Et ces niveaux prennent beaucoup d’énergie chez certains enseignants. Jeremi pense que cet aspect de la LEO ôte une part de cadre dont les adolescents auraient besoin.

« Je croise systématiquement des élèves pendant les cours. Ils sont en stabulation libre, alors c’est clair, moi j’aurais été à leur âge… si le cours ne m’intéressait pas trop, j’aurais vite eu envie d’aller me promener aussi. On les pousse là-dedans. Et puis c’est vrai que ça entraîne des déprédations, des vols… » (Entretien, 5, 168-171).

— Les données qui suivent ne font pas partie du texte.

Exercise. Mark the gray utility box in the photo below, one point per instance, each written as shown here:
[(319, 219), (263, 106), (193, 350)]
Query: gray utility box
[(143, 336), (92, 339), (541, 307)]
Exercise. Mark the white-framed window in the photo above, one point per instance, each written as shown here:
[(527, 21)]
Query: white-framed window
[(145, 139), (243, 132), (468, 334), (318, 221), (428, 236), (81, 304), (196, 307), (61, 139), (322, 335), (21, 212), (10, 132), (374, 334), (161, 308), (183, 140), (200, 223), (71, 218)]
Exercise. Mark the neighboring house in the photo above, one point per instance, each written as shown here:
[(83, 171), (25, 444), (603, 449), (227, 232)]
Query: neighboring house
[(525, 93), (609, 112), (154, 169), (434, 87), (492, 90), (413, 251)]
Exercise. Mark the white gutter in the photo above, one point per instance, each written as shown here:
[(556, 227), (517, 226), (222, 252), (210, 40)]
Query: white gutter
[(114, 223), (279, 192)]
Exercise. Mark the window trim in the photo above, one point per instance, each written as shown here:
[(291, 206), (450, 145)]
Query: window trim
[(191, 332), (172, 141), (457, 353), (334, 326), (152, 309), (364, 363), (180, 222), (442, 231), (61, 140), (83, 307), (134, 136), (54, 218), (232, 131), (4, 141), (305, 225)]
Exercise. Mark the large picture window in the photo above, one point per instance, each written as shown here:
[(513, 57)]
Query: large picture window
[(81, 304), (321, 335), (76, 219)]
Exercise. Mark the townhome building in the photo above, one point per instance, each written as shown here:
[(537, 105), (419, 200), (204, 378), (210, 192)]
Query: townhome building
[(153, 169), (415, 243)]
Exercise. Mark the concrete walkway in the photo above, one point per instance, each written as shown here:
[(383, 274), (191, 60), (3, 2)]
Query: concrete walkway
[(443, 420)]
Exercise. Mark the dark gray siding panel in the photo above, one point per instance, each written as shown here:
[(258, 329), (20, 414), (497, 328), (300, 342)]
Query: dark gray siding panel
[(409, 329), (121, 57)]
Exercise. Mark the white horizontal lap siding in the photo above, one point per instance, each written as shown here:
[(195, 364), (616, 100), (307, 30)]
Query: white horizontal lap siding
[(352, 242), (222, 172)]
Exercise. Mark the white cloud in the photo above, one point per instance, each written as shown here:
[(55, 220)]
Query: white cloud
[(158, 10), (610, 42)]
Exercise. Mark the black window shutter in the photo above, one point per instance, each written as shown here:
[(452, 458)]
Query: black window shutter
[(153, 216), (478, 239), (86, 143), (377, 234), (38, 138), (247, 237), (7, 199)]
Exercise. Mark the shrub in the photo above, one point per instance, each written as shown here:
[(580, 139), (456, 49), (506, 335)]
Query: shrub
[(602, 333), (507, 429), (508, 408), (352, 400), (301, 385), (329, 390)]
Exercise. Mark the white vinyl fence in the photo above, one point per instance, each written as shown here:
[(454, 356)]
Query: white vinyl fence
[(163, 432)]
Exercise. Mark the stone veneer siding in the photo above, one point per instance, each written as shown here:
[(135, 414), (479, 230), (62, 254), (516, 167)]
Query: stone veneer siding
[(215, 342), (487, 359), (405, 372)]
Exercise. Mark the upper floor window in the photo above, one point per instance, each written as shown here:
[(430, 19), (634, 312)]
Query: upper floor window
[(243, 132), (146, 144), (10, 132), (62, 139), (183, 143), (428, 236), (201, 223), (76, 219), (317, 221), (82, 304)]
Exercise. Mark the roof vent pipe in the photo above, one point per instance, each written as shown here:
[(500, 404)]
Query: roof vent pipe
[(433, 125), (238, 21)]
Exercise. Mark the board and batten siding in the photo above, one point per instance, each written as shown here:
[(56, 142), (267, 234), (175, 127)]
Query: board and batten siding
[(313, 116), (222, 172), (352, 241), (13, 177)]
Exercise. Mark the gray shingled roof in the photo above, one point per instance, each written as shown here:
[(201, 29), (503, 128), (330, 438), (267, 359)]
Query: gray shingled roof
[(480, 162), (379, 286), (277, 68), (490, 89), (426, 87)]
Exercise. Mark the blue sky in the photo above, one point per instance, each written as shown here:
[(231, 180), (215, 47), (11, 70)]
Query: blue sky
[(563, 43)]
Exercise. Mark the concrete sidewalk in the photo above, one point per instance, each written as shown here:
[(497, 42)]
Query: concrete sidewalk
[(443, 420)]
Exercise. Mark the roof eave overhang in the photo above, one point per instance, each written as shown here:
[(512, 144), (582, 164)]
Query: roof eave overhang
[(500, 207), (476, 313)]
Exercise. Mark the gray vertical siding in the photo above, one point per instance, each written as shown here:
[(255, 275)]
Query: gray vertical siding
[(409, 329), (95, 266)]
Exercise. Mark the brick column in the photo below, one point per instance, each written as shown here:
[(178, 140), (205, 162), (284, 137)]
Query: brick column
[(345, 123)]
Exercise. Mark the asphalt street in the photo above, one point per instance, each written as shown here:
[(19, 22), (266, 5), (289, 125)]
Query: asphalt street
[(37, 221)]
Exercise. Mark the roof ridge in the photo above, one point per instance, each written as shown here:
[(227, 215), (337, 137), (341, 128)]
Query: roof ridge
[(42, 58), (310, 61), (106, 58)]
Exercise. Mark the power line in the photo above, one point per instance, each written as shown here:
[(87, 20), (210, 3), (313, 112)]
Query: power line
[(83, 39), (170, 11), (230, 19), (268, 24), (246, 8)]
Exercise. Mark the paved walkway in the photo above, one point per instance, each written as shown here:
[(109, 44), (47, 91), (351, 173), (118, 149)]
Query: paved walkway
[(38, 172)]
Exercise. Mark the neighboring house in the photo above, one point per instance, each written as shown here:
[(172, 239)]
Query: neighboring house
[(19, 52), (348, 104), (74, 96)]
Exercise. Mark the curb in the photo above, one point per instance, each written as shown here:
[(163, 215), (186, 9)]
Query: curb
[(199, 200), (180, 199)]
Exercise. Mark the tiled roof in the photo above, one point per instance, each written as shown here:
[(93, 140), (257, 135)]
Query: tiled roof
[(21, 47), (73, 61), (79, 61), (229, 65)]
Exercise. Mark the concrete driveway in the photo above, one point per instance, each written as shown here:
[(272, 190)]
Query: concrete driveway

Ici Jeremi présente l’instauration de la LEO avec ses groupes classes à niveaux en 9 à 11ème années VG clairement comme une entrave à l’engagement des enseignants dans les projets de santé ainsi que comme une entrave au bon climat de classe.

Engagement solidaire des adultes de l’établissement et santé communautaire intégrée

Nous avons déjà relaté plus haut l’entraide entre enseignants (Entretien, 13, 551-555).

Jeremi relie de plus la situation de l’établissement qui accueille des élèves défavorisés et aux histoires de vie difficiles à l’engagement des enseignants, au fait que beaucoup s’investissent en plus de l’enseignement, et enfin à leur sensibilité aux projets de santé communautaire.

« Alors ils ne mettent pas ce mot [climat d’établissement], mais c’est vrai que quand ça a été évoqué – on a eu l’année passée une journée pédagogique liée à ça, entre le burn-out et aussi la gestion de classe – c’est clair que dans l’idée, c’était de la santé communautaire pour les maîtres. » (Entretien, 5, 142-144).

Il relève aussi un élément concernant la représentation du burn-out et de la gestion de classe comme faisant partie de la santé communautaire pour les enseignants.